A AHA (Associação dos Amigos do Salão Internacional de Humor de Piracicaba) doou ontem ao Cedhu (Centro Nacional de Pesquisa e Documentação do Humor Gráfico de Piracicaba) — órgão da SemacTur (Secretaria Municipal da Ação Cultural e Turismo) responsável pela realização do Salão Internacional de Humor de Piracicaba —, uma mapoteca, para que sejam guardados nela os trabalhos originais de arte gráfica que integram a história dos 44 anos da mostra.
 
 
Conforme Erasmo Spadotto, diretor do Salão, no móvel em aço serão armazenados 96 originais de cartuns, charges, caricaturas, tirinhas e quadrinhos confeccionados em papel canson com técnicas variadas — lápis de cor, tintas aquarela, acrílica, guache, aguada, nanquim, carvão, grafite, óleo —, premiados durante as edições da mostra.
 
 
“São obras ricas que merecem um cuidado especial para que resista com a ação do tempo, feitas por grandes autores como Paulo Caruso, Chico Caruso.

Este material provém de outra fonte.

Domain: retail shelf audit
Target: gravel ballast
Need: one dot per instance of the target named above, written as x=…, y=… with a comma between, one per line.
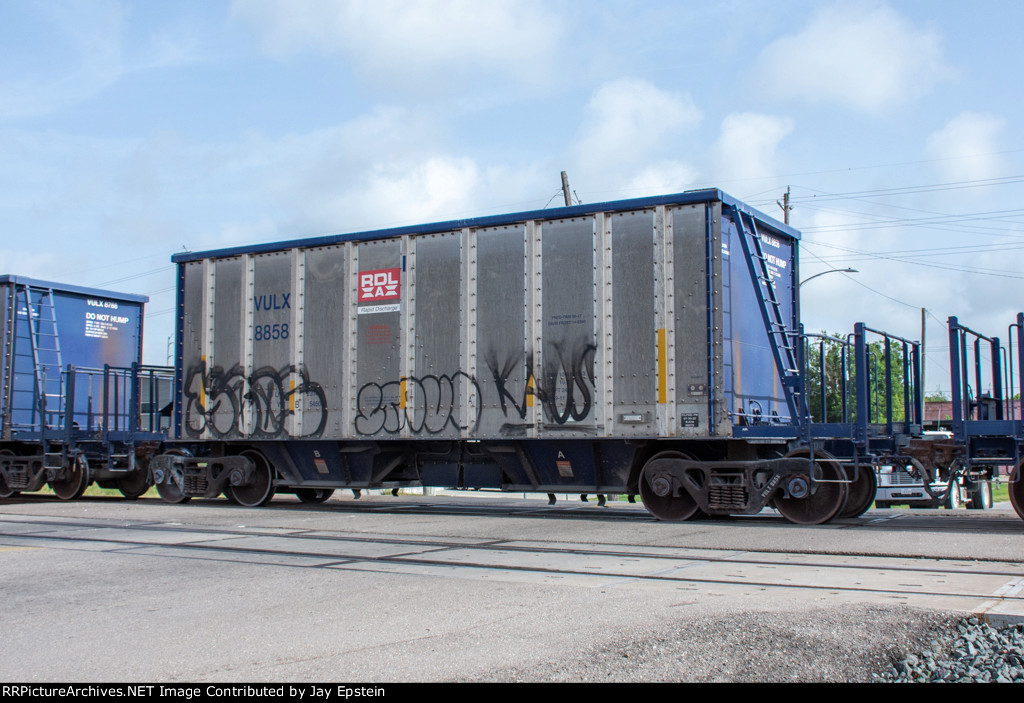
x=857, y=644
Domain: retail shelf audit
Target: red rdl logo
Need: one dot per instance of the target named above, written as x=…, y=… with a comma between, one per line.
x=380, y=284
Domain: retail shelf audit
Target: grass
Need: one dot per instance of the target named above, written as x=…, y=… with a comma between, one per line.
x=95, y=490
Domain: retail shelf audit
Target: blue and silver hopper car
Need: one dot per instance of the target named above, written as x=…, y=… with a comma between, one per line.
x=644, y=346
x=75, y=405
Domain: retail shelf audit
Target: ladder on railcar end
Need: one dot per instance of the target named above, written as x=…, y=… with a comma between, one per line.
x=784, y=341
x=46, y=358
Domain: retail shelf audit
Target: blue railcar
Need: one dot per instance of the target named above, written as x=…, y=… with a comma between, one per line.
x=646, y=346
x=76, y=406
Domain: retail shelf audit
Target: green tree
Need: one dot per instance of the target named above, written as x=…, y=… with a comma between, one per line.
x=837, y=354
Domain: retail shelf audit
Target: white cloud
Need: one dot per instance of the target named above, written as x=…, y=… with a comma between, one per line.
x=747, y=145
x=859, y=54
x=965, y=148
x=631, y=122
x=408, y=42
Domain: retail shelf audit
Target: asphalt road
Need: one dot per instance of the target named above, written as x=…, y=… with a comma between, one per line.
x=482, y=587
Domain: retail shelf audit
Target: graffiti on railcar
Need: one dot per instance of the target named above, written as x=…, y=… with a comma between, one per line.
x=221, y=401
x=565, y=391
x=382, y=407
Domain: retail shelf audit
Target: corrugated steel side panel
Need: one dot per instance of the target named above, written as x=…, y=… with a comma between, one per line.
x=627, y=323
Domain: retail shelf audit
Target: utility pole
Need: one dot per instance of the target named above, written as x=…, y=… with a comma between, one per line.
x=565, y=189
x=784, y=205
x=924, y=386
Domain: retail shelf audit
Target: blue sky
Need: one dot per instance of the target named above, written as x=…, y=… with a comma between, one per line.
x=133, y=130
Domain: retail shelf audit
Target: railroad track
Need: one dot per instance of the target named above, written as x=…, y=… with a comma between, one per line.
x=967, y=584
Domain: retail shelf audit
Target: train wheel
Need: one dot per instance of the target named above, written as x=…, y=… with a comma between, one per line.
x=172, y=489
x=313, y=494
x=656, y=492
x=75, y=482
x=1017, y=490
x=261, y=489
x=861, y=490
x=828, y=496
x=134, y=484
x=5, y=490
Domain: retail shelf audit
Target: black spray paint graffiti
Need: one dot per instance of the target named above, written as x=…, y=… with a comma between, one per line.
x=566, y=388
x=567, y=382
x=381, y=408
x=223, y=402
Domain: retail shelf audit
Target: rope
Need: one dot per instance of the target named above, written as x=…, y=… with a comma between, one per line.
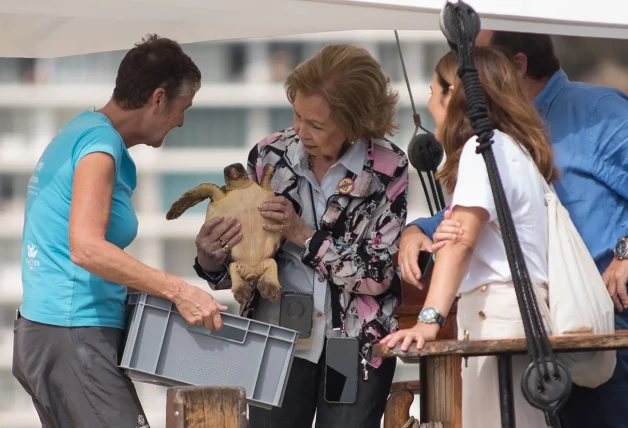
x=437, y=191
x=546, y=382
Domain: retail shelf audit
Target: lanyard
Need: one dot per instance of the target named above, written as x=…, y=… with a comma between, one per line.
x=337, y=314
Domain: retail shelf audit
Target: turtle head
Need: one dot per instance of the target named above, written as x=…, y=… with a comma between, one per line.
x=236, y=175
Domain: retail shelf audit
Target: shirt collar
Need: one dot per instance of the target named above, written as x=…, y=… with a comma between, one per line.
x=553, y=86
x=353, y=159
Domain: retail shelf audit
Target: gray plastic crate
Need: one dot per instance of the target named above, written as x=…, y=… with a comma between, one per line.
x=161, y=348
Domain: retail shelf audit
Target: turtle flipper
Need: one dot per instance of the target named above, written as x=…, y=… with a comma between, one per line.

Antigamente, antes mesmo do aparecimento da tecnologia, do advento da internet, os desenhos eram enviados do modo original. A mapoteca é a ferramenta perfeita para armazená-las, pois, com o passar dos anos e o ambiente úmido, próximo ao rio, as cores perdem a tonalidade vibrante, a tinta craquela, a cola solta. Hoje, recebemos os trabalhos em arquivos digitais e os selecionados são devolvidos aos artistas”, disse Spadotto, acrescentando que entre as obras a serem guardadas está uma de autoria da cartunista e chargista de São Paulo Laerte Coutinho, premiado em 1974.
 
 
Antes da mapoteca, os desenhos ficavam em pastas. Na mapoteca, avaliada em R$ 1.100, um papel próprio vai revestir todos os trabalhos, para que não encostem uns nos outros. “Fizemos na AHA um esforço muito grande no ano passado, com várias atividades, para arrecadar verba. Com o dinheiro que sobrou, fizemos um investimento para atender a demanda de 44 anos do Salão. Enfim, conseguimos. Compramos o móvel usado, pois um novo custaria R$ 5.000”, afirmou Adolpho Queiroz, presidente da associação.
 
 
“A AHA tem sido um braço importante para ações que precisamos, dialogando constantemente com o poder público. O acondicionamento profissional é um fator muito importante para a conservação das obras. O que temos feito é tentar preservá-las, resguardando toda a história”, comentou a titular da SemacTur, Rosângela Camolese.